Between streaming and cable, there is a seemingly endless variety of things to watch. Here is a selection of TV shows and specials that are available live or streaming this week, Jan. 27-Feb. 2. Details and times are subject to change.

​​​​In a scene set in an immigration courthouse on the first season of “Mo,” the titular character, played by Mohammed Amer, sits between two strangers awaiting their respective hearings. One woman asks the other, “How did you get here?” “On the Mayflower,” the other responds dryly. It’s the kind of exchange that’s typical of the series, which tells the story of one Palestinian family’s life in Texas as they await a response to their asylum application. In “Mo,” humor serves as ballast for the uncertainty and vulnerability of the characters’ situation.

The stakes are high, as Amer is personally aware. The show cleaves closely to his experience with American bureaucracy and the 20 years it took to get asylum and U.S. citizenship after emigrating from Kuwait during the first gulf war. “To watch ‘Mo’ and meet Amer is to wonder where the artist and his creation diverge,” Chris Vognar wrote in his 2022 interview with Amer for The New York Times. The show will resume for a second season, where the ironies and absurdities of everyday life will be used as fodder for comedy as well as drama. Streaming Thursday on Netflix.

This could be an unofficial tagline of Tom Green’s new series, “Tom Green Country,” which airs this week. The Ontario, Canada, native flew the coop to pursue comedy, and he became a mainstay of the stand-up world around the turn of the millennium, garnering his own show on MTV and an appearance as Drew Barrymore’s hapless paramour, Chad, in “Charlie’s Angels” (2000). (Green and Barrymore were briefly married offscreen as well.) Now, the prodigal son returns to Canada, where he has bought a huge property not far from where he grew up. Although Green may have left Hollywood behind, he has not forsaken showbiz as he commemorates this new era of his life in the form of reality TV. Tune in to watch Green’s trials and tribulations — and several cameos by his parents. Streaming Friday on Amazon Prime Video.

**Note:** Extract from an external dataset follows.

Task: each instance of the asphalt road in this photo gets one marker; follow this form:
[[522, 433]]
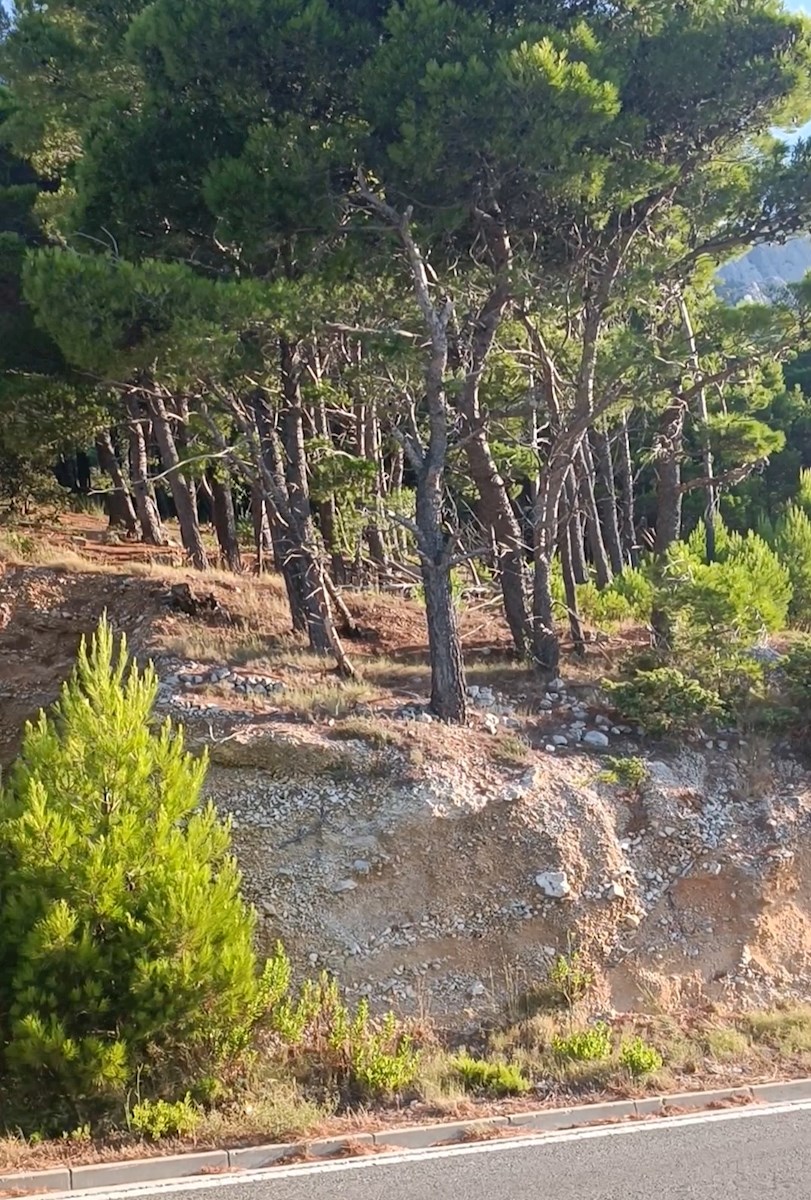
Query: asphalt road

Ahead of the 50th anniversary of the fall of Saigon in April 1975, Apple TV+ is releasing the documentary series “Vietnam: The War That Changed America.” The filmmakers sifted through more than 1,000 hours of archival footage to create the six episodes, which are interspersed with the present-day reflections of people who lived through the events onscreen. The show promises extended interviews not only with American soldiers and war correspondents, but also with Vietnamese civilians and soldiers from the National Liberation Front who fought against the U.S. forces. Ethan Hawke, who assumed the reflective tones of a former military chaplain in Paul Schrader’s “First Reformed” (2017), now narrates the long and harrowing chronicle of America’s involvement in Southeast Asia. Streaming Friday on Apple TV+.

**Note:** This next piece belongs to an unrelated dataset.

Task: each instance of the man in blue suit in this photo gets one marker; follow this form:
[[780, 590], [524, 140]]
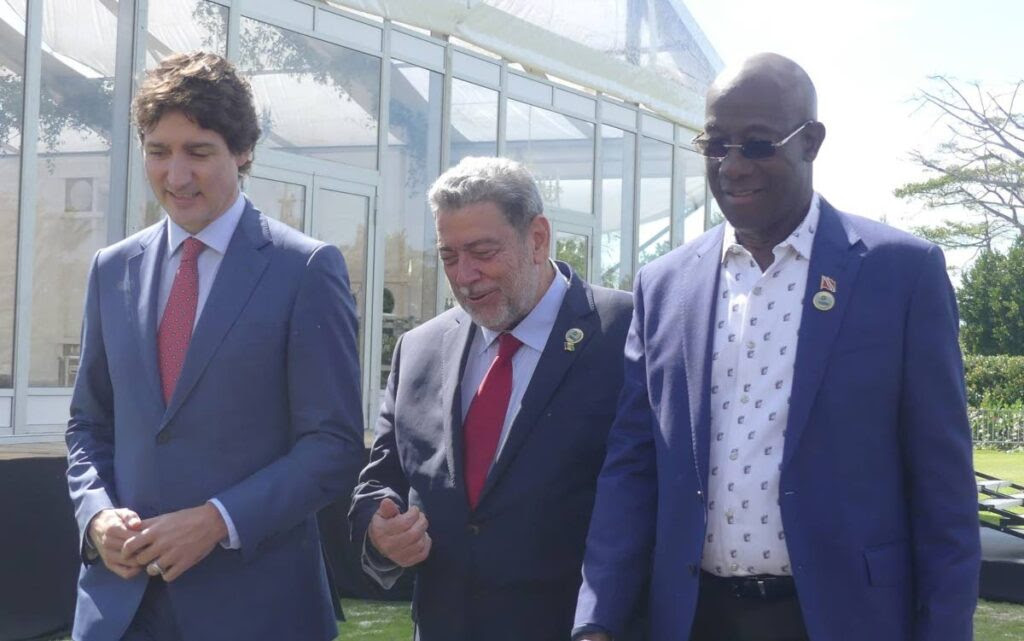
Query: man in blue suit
[[494, 423], [791, 458], [217, 398]]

Funny Woman” is a show based on the 2014 novel “Funny Girl” by the British writer Nick Hornby. Unlike other notable Hornby onscreen adaptations such as “High Fidelity” and “About a Boy,” which focus on the lives of mildly sleazy men, “Funny Woman” tells the story of Barbara Parker (Gemma Arterton), a beauty queen from the English port city of Blackpool. Over the course of the first season, Parker moves to London in the 1960s and sets her sights on breaking into comedy television. Arterton, replete with blond bouffant hair, chases her big break with her agent (Rupert Everett) in tow. The second season opens this week, offering period sets and mod outfits, as Parker continues to navigate a male-dominated industry and the changing social climate around her. Airing Sunday at 10 p.m. on PBS.

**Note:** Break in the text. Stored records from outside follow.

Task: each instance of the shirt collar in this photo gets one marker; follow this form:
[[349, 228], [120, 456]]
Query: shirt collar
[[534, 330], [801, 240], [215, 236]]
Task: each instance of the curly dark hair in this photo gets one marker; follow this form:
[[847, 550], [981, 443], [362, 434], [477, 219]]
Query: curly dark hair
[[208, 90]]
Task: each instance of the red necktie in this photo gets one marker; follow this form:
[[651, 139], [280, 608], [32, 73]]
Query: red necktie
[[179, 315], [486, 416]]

Never a dull moment with Maine’s content creators, whether it’s lobster fishermen showcasing their catch on social media, or “Maine Cabin Masters,” a reality TV show now in its 10th season. Every episode takes viewers to a different part of the state and a different fixer-upper, each of which presents a unique set of challenges. Watch their team combat wood rot and carpenter ants as they restore properties to their owners’ specifications. Pairing “Grateful Dead” T-shirts and lumber jackets, the cabin masters have a good-natured fun working together and ribbing each other in the broad vowels of a Maine accent. If you’re seeking escapism through rustic home renovation during the cold winter months, tune in for the vicarious satisfaction of home improvement projects brought to completion. Airing Monday at 9 p.m. on the Magnolia Network.